This is the second of two equally-weighted assessed coursework exercises.
You may work in groups of two or three if you wish, but your report must include an explicit statement of who did what.
Submit your work in a pdf file electronically via the CATE system,1 which will indicate the deadline for this exercise.
This exercise is about the same Sum of Absolute Differences benchmark, as we studied under simulation in the first assessed exercise. This time, however, the challenge is to make it go as fast as you can. You are encouraged to modify the source code - up to using different algorithms and data structures.
Copy the benchmark code to your own directory:
prompt> mkdir /path/to/your/dir prompt> cd !$ prompt> cp -r /homes/phjk/ToyPrograms/ACA09/SAD ./ prompt> cd SAD && ls
Make the Parboil suite's test harness:
prompt> cd common/src prompt> make PARBOIL_ROOT=/absolute/path/to/your/dir prompt> cd ../..

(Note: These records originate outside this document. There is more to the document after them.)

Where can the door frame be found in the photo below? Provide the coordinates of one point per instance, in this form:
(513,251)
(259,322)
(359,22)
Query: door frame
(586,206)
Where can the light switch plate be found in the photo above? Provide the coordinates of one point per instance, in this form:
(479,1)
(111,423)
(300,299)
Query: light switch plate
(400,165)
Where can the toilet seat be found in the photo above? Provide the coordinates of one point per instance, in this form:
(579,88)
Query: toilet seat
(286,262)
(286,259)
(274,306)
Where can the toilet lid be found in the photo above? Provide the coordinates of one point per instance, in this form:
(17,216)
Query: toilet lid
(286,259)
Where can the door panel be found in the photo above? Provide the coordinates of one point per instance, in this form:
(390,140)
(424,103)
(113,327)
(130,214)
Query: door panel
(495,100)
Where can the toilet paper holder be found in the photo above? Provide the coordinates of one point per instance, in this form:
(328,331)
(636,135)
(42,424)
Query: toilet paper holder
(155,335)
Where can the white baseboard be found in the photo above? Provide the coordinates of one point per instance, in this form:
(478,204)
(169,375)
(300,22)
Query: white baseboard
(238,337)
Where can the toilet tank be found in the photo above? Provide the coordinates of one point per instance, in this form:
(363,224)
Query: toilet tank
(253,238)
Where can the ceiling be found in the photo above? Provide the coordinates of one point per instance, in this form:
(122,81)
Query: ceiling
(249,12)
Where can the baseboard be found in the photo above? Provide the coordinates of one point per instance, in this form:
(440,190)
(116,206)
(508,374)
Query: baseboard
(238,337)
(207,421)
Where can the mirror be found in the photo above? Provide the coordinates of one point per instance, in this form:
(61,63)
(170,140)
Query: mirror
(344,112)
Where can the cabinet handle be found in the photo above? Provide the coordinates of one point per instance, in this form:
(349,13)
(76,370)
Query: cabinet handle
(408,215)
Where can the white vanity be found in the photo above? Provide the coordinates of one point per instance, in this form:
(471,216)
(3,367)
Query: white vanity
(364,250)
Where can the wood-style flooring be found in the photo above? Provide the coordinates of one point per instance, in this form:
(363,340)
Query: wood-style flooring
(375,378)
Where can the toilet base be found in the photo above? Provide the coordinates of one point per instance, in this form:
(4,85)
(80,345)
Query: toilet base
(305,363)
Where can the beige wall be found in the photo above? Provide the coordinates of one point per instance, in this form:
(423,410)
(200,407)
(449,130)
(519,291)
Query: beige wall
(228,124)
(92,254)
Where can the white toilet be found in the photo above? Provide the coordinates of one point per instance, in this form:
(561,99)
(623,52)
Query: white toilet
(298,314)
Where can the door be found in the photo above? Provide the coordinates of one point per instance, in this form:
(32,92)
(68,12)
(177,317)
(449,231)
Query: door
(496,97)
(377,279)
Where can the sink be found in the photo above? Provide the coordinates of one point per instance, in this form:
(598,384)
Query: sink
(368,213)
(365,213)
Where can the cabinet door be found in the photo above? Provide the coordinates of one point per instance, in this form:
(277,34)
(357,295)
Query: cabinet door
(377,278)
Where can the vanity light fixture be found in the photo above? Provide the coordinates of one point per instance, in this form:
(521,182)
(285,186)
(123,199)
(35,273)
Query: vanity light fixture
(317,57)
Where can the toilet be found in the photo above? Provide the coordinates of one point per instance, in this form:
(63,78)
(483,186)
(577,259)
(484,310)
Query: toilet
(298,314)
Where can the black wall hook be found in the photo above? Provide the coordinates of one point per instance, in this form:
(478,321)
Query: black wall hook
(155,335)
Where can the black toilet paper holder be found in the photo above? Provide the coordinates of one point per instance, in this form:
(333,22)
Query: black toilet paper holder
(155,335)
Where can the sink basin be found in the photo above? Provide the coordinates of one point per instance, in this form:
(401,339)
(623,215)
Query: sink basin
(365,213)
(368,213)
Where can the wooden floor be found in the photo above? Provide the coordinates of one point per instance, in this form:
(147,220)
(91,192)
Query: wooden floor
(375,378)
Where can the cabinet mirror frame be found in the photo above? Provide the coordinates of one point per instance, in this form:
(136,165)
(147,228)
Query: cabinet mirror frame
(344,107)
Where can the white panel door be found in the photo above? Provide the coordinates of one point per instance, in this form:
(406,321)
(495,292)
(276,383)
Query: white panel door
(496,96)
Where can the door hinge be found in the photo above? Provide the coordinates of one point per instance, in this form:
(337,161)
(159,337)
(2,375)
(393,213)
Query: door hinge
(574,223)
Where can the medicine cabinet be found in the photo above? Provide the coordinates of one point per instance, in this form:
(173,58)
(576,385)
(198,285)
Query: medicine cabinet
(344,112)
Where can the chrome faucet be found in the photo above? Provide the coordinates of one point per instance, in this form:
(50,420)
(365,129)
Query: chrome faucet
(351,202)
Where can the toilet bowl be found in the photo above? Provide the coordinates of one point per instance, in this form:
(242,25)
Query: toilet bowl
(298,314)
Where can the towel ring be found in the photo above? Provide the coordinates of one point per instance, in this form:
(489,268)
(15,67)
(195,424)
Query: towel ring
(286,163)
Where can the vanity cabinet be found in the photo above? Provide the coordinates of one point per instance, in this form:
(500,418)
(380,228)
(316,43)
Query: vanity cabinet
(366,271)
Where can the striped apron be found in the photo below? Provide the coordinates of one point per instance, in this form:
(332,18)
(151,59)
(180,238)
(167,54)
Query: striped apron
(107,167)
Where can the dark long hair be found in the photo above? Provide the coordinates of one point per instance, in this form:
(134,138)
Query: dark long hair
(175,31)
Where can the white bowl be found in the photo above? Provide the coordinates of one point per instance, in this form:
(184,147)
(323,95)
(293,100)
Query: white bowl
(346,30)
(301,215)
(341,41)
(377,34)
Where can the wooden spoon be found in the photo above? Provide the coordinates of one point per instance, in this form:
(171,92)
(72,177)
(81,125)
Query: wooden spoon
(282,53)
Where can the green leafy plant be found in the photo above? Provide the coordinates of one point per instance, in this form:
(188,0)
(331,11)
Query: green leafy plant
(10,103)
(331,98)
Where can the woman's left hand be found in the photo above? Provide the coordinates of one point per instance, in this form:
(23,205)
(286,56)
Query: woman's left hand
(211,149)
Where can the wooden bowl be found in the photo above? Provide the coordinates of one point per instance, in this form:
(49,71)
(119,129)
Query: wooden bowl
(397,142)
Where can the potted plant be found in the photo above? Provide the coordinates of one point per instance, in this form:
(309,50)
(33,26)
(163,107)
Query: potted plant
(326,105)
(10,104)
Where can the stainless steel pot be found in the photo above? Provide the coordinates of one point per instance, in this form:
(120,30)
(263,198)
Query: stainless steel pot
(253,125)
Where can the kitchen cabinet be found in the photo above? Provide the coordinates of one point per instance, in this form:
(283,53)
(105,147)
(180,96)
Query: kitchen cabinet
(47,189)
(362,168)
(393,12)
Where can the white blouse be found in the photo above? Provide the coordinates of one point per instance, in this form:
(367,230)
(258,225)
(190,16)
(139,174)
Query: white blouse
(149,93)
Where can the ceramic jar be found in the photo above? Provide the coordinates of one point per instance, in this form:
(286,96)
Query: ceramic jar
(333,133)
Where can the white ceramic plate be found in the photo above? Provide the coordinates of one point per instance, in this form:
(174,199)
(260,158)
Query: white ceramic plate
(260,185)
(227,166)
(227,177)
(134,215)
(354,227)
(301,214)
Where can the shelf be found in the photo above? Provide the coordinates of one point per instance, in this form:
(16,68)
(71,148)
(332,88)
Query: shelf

Compile and run the fast CPU version cpu:
prompt> ./parboil run sad cpu default Parboil parallel benchmark suite, version 0.1 IO: 0.375603 GPU: 0.000000 Copy: 0.000000 Compute: 0.061069 Pass
You can start with copying this CPU version and modifying it, e.g.:
prompt> cp -r benchmarks/sad/src/cpu benchmarks/sad/src/mycpu
Compile and run mycpu similarly:
prompt> ./parboil run sad mycpu default
The Parboil's test harness should let you know if the obtained output mismatches the reference one.
default is the default data set of input image frames. You may wish to scale the default data set for evaluating your version. For example, to add a scaled data set of frames, type:
prompt> ./scripts/add_dataset 64 32
Each parameter must be an integral multiple of 16. This will create subdirectories
benchmarks/sad, and place the scaled input frames into
input/64x32 and the reference output (from running the
cpu version) into
To remove this data set, type:
prompt> ./scripts/rm_dataset 64 32
Basically, your job is to figure out how to run this program as fast as you possibly can, and to write a brief report explaining how you did it.
Try the Apple G5s, ICT supercomputer resources (Itaniums, Opterons), graphics co-processors (NVIDIA, ATI), PDAs, DSP processors, or FPGAs. Please ask if you would like a suggestion.
If you want to bend any of these rules just ask.
You are strongly invited to modify the source code to investigate performance optimisation opportunities.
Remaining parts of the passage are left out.